Hedefin ‘dış güçler’ olduğunu savundular sonra. “O halde neden İstanbul’un üzerine çöküyorsun, milleti neden stadyumlarda topluyorsun?” sorusu cevapsız kaldı.
Ve ele geçirilen belgeler TSK’ya ait bilgisayarlarda hazırlanmıştı. Gölcük Donanma’da zeminin altında çıkan belgeler Balyoz’un bir darbe planı olduğunu teyit ediyordu. Orada görevli personel, o belgelerin, hard disklerin bizzat sanıklar tarafından oraya konulduğunu itiraf etti.
AYTAÇ YALMAN: DARBEYİ HİLMİ ÖZKÖK DEĞİL BEN ÖNLEDİM!
Emekli Orgeneral Aytaç Yalman’ın “Darbeyi ben önledim.” sözünü nereye koyacaksınız? Darbenin dönemin Genelkurmay Başkanı Hilmi Özkök tarafından engellendiği yorumlarına tepki gösteren Yalman, darbeyi engelleyen kişinin kendisi olduğunu söyledikten sonra, “Erken öten horozun kafasını keserler; zamanı gelince konuşurum. Bizim de kafamız gitmesin.” dememiş miydi? Dönemin Genelkurmay Başkanı Hilmi Özkök de söz konusu dönemde kulağına bazı dedikodular geldiğini söylemişti ‘tanık’ olarak verdiği ifadede.

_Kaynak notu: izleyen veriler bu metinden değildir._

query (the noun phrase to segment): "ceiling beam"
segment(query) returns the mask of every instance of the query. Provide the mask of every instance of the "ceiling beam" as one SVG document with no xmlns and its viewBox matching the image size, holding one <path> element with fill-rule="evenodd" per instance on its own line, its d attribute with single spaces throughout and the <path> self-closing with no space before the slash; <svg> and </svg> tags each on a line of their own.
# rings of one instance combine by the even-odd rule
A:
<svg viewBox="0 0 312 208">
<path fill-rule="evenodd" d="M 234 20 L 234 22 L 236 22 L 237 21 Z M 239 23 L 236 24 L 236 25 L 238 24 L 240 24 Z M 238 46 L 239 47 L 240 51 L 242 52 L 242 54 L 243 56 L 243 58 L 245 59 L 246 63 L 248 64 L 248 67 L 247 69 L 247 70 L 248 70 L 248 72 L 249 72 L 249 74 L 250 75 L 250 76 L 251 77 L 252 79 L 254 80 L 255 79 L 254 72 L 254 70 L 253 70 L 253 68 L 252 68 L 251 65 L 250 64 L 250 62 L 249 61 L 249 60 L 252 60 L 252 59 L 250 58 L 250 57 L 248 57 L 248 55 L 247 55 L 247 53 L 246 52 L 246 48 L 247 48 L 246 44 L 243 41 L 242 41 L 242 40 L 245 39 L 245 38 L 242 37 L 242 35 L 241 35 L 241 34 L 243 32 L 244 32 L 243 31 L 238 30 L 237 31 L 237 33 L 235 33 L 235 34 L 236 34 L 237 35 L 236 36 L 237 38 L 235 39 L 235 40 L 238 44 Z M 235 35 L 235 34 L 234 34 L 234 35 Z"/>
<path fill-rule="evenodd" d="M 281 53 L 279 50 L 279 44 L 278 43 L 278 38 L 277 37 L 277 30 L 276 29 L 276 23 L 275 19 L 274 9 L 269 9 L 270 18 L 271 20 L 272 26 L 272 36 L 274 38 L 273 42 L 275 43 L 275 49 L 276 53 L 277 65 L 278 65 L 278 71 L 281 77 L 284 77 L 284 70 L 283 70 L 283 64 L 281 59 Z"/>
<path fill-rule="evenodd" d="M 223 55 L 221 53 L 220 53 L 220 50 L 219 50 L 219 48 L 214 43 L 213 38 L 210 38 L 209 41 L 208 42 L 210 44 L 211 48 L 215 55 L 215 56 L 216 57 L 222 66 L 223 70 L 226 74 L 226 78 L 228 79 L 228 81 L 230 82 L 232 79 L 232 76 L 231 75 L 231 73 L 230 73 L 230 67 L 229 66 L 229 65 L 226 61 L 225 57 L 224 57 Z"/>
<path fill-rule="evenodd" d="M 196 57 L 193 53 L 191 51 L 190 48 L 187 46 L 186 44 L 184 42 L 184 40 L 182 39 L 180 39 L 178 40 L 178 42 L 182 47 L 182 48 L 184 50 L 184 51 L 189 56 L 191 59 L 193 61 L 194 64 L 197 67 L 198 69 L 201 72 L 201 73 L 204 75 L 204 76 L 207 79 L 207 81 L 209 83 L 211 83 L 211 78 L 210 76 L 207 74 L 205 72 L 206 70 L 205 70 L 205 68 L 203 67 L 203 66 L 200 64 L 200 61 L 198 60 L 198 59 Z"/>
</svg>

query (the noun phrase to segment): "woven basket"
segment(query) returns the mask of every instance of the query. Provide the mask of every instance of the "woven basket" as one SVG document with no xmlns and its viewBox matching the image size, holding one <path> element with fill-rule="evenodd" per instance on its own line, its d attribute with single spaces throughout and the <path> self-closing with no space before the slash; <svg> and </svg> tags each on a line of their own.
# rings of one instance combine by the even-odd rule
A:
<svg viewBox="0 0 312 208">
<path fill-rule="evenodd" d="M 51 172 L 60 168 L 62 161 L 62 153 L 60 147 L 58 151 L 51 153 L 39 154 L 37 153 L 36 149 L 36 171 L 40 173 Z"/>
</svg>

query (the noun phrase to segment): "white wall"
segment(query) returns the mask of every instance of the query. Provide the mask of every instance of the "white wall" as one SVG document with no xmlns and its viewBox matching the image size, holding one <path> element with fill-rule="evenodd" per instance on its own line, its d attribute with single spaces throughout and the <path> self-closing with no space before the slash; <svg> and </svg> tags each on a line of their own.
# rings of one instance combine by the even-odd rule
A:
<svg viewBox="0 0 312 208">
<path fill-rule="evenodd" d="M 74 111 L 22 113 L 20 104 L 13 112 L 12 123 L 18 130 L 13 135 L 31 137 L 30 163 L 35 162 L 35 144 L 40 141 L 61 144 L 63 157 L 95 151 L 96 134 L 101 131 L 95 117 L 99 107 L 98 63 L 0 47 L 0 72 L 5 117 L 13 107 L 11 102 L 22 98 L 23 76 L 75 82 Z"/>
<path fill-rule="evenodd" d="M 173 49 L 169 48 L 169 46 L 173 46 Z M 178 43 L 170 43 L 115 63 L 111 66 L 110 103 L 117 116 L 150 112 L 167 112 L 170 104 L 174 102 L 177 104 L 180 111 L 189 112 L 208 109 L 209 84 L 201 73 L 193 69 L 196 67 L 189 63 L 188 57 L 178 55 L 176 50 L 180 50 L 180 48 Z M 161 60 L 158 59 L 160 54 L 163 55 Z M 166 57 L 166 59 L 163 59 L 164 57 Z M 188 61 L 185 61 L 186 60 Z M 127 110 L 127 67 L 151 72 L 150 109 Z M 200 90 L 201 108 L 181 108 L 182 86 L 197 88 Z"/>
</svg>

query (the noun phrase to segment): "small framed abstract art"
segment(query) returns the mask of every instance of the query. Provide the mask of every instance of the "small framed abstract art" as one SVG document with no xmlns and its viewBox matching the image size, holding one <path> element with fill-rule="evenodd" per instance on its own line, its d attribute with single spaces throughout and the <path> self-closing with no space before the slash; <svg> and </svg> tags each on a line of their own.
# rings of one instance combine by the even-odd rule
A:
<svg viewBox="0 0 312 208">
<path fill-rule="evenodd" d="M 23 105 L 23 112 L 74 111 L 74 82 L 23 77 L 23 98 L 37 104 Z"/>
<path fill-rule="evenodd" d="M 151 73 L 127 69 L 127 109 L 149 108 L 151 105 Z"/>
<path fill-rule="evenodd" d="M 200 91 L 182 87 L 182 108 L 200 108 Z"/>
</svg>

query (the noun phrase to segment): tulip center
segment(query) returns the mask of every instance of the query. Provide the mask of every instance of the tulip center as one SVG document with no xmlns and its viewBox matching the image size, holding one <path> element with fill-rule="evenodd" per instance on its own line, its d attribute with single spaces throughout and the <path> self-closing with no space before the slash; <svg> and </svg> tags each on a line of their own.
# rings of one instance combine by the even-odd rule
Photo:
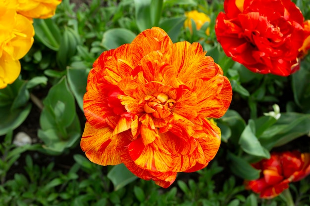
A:
<svg viewBox="0 0 310 206">
<path fill-rule="evenodd" d="M 152 96 L 145 98 L 144 111 L 152 113 L 157 119 L 164 119 L 171 114 L 171 110 L 175 107 L 176 102 L 163 93 L 155 93 Z"/>
</svg>

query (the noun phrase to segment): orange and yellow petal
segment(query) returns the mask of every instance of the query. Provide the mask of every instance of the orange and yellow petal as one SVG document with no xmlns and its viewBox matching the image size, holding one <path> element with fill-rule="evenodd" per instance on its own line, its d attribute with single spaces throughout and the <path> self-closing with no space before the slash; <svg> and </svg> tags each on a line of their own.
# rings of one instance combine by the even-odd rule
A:
<svg viewBox="0 0 310 206">
<path fill-rule="evenodd" d="M 173 44 L 156 27 L 103 52 L 90 72 L 84 99 L 88 124 L 81 147 L 92 147 L 87 153 L 90 159 L 106 164 L 100 154 L 114 150 L 118 158 L 121 153 L 120 161 L 120 161 L 138 177 L 163 187 L 173 182 L 177 172 L 206 166 L 217 152 L 220 131 L 199 114 L 201 102 L 208 99 L 202 98 L 205 91 L 193 80 L 202 82 L 199 86 L 212 85 L 211 96 L 219 95 L 216 100 L 221 104 L 218 114 L 212 111 L 218 116 L 231 99 L 222 97 L 230 94 L 222 90 L 231 88 L 221 69 L 205 54 L 197 43 Z M 116 142 L 122 141 L 126 144 L 117 147 Z"/>
<path fill-rule="evenodd" d="M 133 58 L 141 59 L 153 51 L 170 54 L 172 41 L 167 33 L 158 27 L 145 30 L 139 34 L 131 44 L 136 48 Z"/>
<path fill-rule="evenodd" d="M 191 33 L 193 32 L 192 19 L 194 20 L 197 30 L 200 30 L 204 24 L 206 22 L 210 22 L 211 20 L 208 15 L 204 13 L 200 12 L 197 10 L 186 12 L 185 16 L 187 19 L 184 21 L 184 27 L 188 28 Z M 206 34 L 207 35 L 209 34 L 207 31 Z"/>
<path fill-rule="evenodd" d="M 149 171 L 140 167 L 132 160 L 127 150 L 123 151 L 121 158 L 124 165 L 136 176 L 146 180 L 152 179 L 160 187 L 165 188 L 168 187 L 174 182 L 176 178 L 177 172 Z"/>
<path fill-rule="evenodd" d="M 113 135 L 109 127 L 97 128 L 87 122 L 81 140 L 81 148 L 94 163 L 106 165 L 122 163 L 121 154 L 130 143 L 124 132 Z"/>
</svg>

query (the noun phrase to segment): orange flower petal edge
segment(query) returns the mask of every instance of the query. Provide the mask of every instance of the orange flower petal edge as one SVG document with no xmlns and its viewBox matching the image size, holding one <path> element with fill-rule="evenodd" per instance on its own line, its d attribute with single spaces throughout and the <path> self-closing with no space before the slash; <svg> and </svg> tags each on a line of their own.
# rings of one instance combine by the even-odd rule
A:
<svg viewBox="0 0 310 206">
<path fill-rule="evenodd" d="M 259 194 L 261 198 L 271 199 L 289 188 L 292 182 L 299 181 L 310 174 L 310 153 L 273 152 L 270 159 L 253 164 L 261 170 L 257 180 L 246 181 L 246 188 Z"/>
<path fill-rule="evenodd" d="M 205 167 L 220 131 L 206 118 L 229 106 L 232 88 L 198 43 L 173 43 L 161 29 L 103 52 L 90 72 L 81 147 L 93 162 L 123 163 L 164 188 L 178 172 Z"/>
</svg>

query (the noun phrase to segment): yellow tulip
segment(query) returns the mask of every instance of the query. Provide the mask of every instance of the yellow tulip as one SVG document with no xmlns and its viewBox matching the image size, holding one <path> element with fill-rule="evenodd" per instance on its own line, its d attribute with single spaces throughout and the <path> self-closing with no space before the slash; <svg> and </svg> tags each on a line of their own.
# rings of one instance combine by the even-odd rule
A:
<svg viewBox="0 0 310 206">
<path fill-rule="evenodd" d="M 31 21 L 16 13 L 17 5 L 16 0 L 0 0 L 0 88 L 17 78 L 19 60 L 33 43 Z"/>
<path fill-rule="evenodd" d="M 191 33 L 193 32 L 191 19 L 193 19 L 195 23 L 197 30 L 199 30 L 206 22 L 210 22 L 210 21 L 208 15 L 196 10 L 185 12 L 185 16 L 187 19 L 184 22 L 184 26 L 189 29 Z M 206 30 L 206 34 L 208 36 L 210 35 L 209 28 L 208 28 Z"/>
<path fill-rule="evenodd" d="M 30 18 L 46 19 L 55 14 L 61 0 L 17 0 L 17 12 Z"/>
</svg>

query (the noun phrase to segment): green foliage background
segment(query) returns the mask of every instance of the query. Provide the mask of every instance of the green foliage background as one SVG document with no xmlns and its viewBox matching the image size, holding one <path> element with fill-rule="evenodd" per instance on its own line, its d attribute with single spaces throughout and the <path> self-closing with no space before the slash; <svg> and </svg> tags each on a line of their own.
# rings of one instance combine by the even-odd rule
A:
<svg viewBox="0 0 310 206">
<path fill-rule="evenodd" d="M 227 57 L 217 42 L 215 19 L 223 0 L 208 1 L 93 0 L 77 5 L 63 0 L 52 18 L 35 20 L 35 43 L 21 61 L 21 75 L 0 90 L 0 205 L 287 205 L 284 195 L 259 199 L 243 181 L 259 177 L 250 164 L 268 158 L 270 151 L 310 152 L 310 55 L 288 77 L 252 73 Z M 294 2 L 310 19 L 308 0 Z M 211 21 L 200 30 L 193 24 L 191 34 L 183 26 L 184 13 L 193 9 Z M 200 42 L 234 91 L 230 109 L 216 120 L 222 145 L 215 159 L 207 168 L 179 174 L 167 189 L 137 179 L 122 165 L 93 164 L 79 146 L 83 96 L 93 62 L 153 26 L 163 29 L 174 42 Z M 33 126 L 39 128 L 32 137 L 37 142 L 16 147 L 14 135 L 35 108 L 40 117 Z M 310 205 L 309 177 L 290 188 L 296 206 Z"/>
</svg>

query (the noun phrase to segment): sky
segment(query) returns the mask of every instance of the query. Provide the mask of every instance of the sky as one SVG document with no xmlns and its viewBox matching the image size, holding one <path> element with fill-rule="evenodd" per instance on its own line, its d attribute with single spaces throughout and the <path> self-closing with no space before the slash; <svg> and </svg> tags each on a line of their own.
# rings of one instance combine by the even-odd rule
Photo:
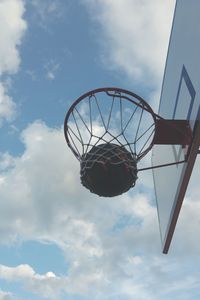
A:
<svg viewBox="0 0 200 300">
<path fill-rule="evenodd" d="M 199 161 L 164 255 L 152 173 L 95 196 L 63 134 L 72 102 L 98 87 L 157 111 L 174 7 L 0 0 L 0 300 L 199 299 Z"/>
</svg>

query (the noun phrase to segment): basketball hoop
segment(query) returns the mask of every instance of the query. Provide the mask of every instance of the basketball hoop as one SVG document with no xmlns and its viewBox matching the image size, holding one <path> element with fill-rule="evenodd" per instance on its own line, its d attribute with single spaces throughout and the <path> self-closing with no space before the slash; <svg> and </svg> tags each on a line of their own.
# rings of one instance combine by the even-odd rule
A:
<svg viewBox="0 0 200 300">
<path fill-rule="evenodd" d="M 178 143 L 190 143 L 185 133 L 188 124 L 181 126 L 155 114 L 144 99 L 130 91 L 99 88 L 72 104 L 64 134 L 80 162 L 81 183 L 92 193 L 112 197 L 135 185 L 138 171 L 144 170 L 137 168 L 138 162 L 154 144 L 165 143 L 163 133 L 166 143 L 173 143 L 172 138 L 175 143 L 178 138 Z M 176 130 L 166 134 L 169 128 Z"/>
</svg>

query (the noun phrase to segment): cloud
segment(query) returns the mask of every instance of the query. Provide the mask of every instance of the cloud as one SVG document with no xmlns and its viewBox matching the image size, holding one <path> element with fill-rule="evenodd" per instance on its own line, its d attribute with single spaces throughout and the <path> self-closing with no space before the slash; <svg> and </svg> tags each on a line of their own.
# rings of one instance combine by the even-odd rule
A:
<svg viewBox="0 0 200 300">
<path fill-rule="evenodd" d="M 54 80 L 56 78 L 56 73 L 60 68 L 60 64 L 55 60 L 50 60 L 47 64 L 45 64 L 44 69 L 46 71 L 46 78 L 48 80 Z"/>
<path fill-rule="evenodd" d="M 24 12 L 24 2 L 21 0 L 0 2 L 0 75 L 13 74 L 19 69 L 19 46 L 27 28 Z"/>
<path fill-rule="evenodd" d="M 29 265 L 18 265 L 16 267 L 0 265 L 0 278 L 8 282 L 21 283 L 26 289 L 45 299 L 58 299 L 60 290 L 65 289 L 64 284 L 66 284 L 65 280 L 56 277 L 52 272 L 47 272 L 44 275 L 35 273 Z M 5 300 L 13 299 L 9 293 L 4 293 L 2 297 Z"/>
<path fill-rule="evenodd" d="M 14 299 L 16 299 L 16 298 L 14 298 L 12 293 L 0 290 L 0 300 L 14 300 Z"/>
<path fill-rule="evenodd" d="M 139 180 L 134 190 L 120 197 L 96 197 L 81 186 L 79 163 L 66 147 L 61 128 L 36 121 L 22 132 L 21 140 L 25 149 L 21 156 L 1 155 L 1 243 L 54 243 L 62 249 L 68 270 L 59 277 L 51 270 L 37 274 L 29 265 L 1 266 L 1 278 L 19 280 L 26 290 L 49 299 L 59 299 L 64 291 L 86 299 L 115 295 L 165 300 L 175 290 L 190 295 L 200 288 L 198 264 L 189 280 L 187 274 L 200 251 L 191 234 L 199 227 L 199 201 L 192 194 L 179 238 L 166 257 L 161 254 L 150 188 L 145 192 Z"/>
<path fill-rule="evenodd" d="M 47 24 L 52 20 L 60 19 L 63 16 L 64 6 L 60 0 L 31 0 L 30 4 L 34 8 L 37 23 L 43 29 L 49 31 Z"/>
<path fill-rule="evenodd" d="M 163 77 L 175 1 L 87 0 L 106 68 L 157 87 Z"/>
<path fill-rule="evenodd" d="M 16 104 L 7 92 L 5 84 L 0 82 L 0 126 L 3 120 L 12 121 L 16 114 Z"/>
<path fill-rule="evenodd" d="M 9 76 L 19 70 L 19 47 L 27 28 L 24 12 L 24 2 L 21 0 L 0 2 L 0 79 L 2 75 Z M 0 125 L 4 120 L 12 121 L 15 113 L 16 105 L 9 96 L 9 86 L 0 82 Z"/>
</svg>

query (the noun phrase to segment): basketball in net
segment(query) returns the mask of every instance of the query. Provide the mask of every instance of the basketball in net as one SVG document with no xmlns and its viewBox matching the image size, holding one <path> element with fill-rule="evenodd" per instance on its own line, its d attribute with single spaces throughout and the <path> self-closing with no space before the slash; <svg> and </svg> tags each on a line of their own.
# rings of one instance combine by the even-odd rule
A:
<svg viewBox="0 0 200 300">
<path fill-rule="evenodd" d="M 137 164 L 153 146 L 155 119 L 141 97 L 123 89 L 79 97 L 67 112 L 64 133 L 80 162 L 82 185 L 104 197 L 135 186 Z"/>
<path fill-rule="evenodd" d="M 99 196 L 125 193 L 137 179 L 136 159 L 123 146 L 104 143 L 94 146 L 81 162 L 81 183 Z"/>
</svg>

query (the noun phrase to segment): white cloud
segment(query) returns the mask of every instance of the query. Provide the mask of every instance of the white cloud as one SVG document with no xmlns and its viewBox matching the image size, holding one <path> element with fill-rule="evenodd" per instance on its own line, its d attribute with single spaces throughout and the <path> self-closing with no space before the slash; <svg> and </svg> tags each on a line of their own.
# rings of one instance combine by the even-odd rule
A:
<svg viewBox="0 0 200 300">
<path fill-rule="evenodd" d="M 18 71 L 19 46 L 27 28 L 23 19 L 24 11 L 24 2 L 21 0 L 0 2 L 0 75 Z"/>
<path fill-rule="evenodd" d="M 99 42 L 107 68 L 132 81 L 160 86 L 167 53 L 174 0 L 87 0 L 93 21 L 100 23 Z M 134 84 L 134 83 L 133 83 Z"/>
<path fill-rule="evenodd" d="M 64 6 L 60 0 L 31 0 L 30 3 L 35 10 L 37 24 L 47 31 L 49 31 L 47 26 L 49 22 L 63 16 Z"/>
<path fill-rule="evenodd" d="M 60 68 L 60 64 L 55 60 L 50 60 L 47 64 L 45 64 L 44 69 L 46 71 L 46 78 L 48 80 L 54 80 L 56 77 L 56 73 Z"/>
<path fill-rule="evenodd" d="M 0 300 L 14 300 L 12 293 L 0 291 Z"/>
<path fill-rule="evenodd" d="M 16 104 L 7 92 L 6 86 L 0 82 L 0 126 L 3 120 L 12 121 L 16 114 Z"/>
<path fill-rule="evenodd" d="M 55 243 L 69 267 L 59 277 L 51 270 L 37 274 L 29 265 L 1 266 L 2 278 L 19 280 L 49 299 L 59 299 L 65 291 L 90 299 L 114 294 L 127 300 L 166 300 L 174 289 L 181 293 L 181 282 L 187 282 L 186 295 L 199 288 L 198 263 L 192 279 L 187 279 L 188 266 L 200 251 L 191 234 L 198 232 L 199 201 L 186 202 L 179 238 L 166 257 L 161 254 L 156 209 L 150 195 L 141 193 L 140 182 L 120 197 L 96 197 L 80 185 L 79 164 L 61 129 L 37 121 L 21 138 L 25 147 L 21 156 L 2 155 L 6 163 L 1 164 L 1 243 L 29 239 Z"/>
<path fill-rule="evenodd" d="M 24 12 L 22 0 L 0 1 L 0 79 L 1 75 L 11 75 L 19 70 L 19 46 L 27 28 Z M 0 82 L 0 125 L 4 120 L 12 121 L 15 112 L 16 105 L 9 96 L 9 86 Z"/>
<path fill-rule="evenodd" d="M 48 272 L 46 274 L 36 273 L 29 265 L 18 265 L 16 267 L 7 267 L 0 265 L 0 278 L 9 282 L 21 283 L 25 289 L 38 294 L 45 299 L 59 299 L 61 289 L 65 289 L 66 280 L 56 277 L 54 273 Z M 2 298 L 9 298 L 10 294 L 4 293 Z M 1 299 L 1 298 L 0 298 Z"/>
</svg>

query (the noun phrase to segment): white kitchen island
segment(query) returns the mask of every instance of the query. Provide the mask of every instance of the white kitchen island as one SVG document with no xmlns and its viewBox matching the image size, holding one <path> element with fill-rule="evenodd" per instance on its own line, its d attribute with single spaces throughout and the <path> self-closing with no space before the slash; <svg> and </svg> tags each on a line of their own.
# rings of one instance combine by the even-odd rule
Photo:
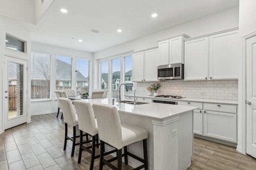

ERDOĞAN: BU PLANLARI 7 YILDIR BİLİYORDUK
Balyoz darbe planından AKP’lilerin de haber olmuştu. Yayınlanmadan çok önce… Balyoz belgeleri ortaya çıktıktan 3 gün sonra (22 Ocak 2010) AKP Genişletilmiş İl Başkanları Toplantısı’nda dönemin Başbakanı Erdoğan, “Bugünlerde gündeme getirilenleri siz zannediyor musunuz biz hiç duymadık! Hayır bunlar duyuluyor. Duyduk. Ama biz gerilimden yana olmadık. Aradan yedi yıl geçti. Türkiye’nin geldiği seviye ortada.” ifadelerini kullanmıştı.
NE OLMUŞTU?
Anayasa Mahkemesi’nin hak ihlali kararının ardından yeniden görülen ‘Balyoz’ davasında yargılanan 237 kişi hakkında beraat kararı verildi. Anadolu Cumhuriyet Başsavcılığı’nın itirazı üzerine, Yargıtay 16. Ceza Dairesi, 7 kişi hakkındaki beraat kararını bozdu. İstanbul Anadolu 4. Ağır Ceza Mahkemesi’nde bugün yapılan duruşmaya hükümlü Çetin Doğan SEGBİS üzerinden, diğer sanıklar ise avukatları ile katıldı. Duruşmada Yargıtay’ın bozma kararına karşı görüşler alındı. Balyoz davası 18 Şubat 2022’ye ertelendi.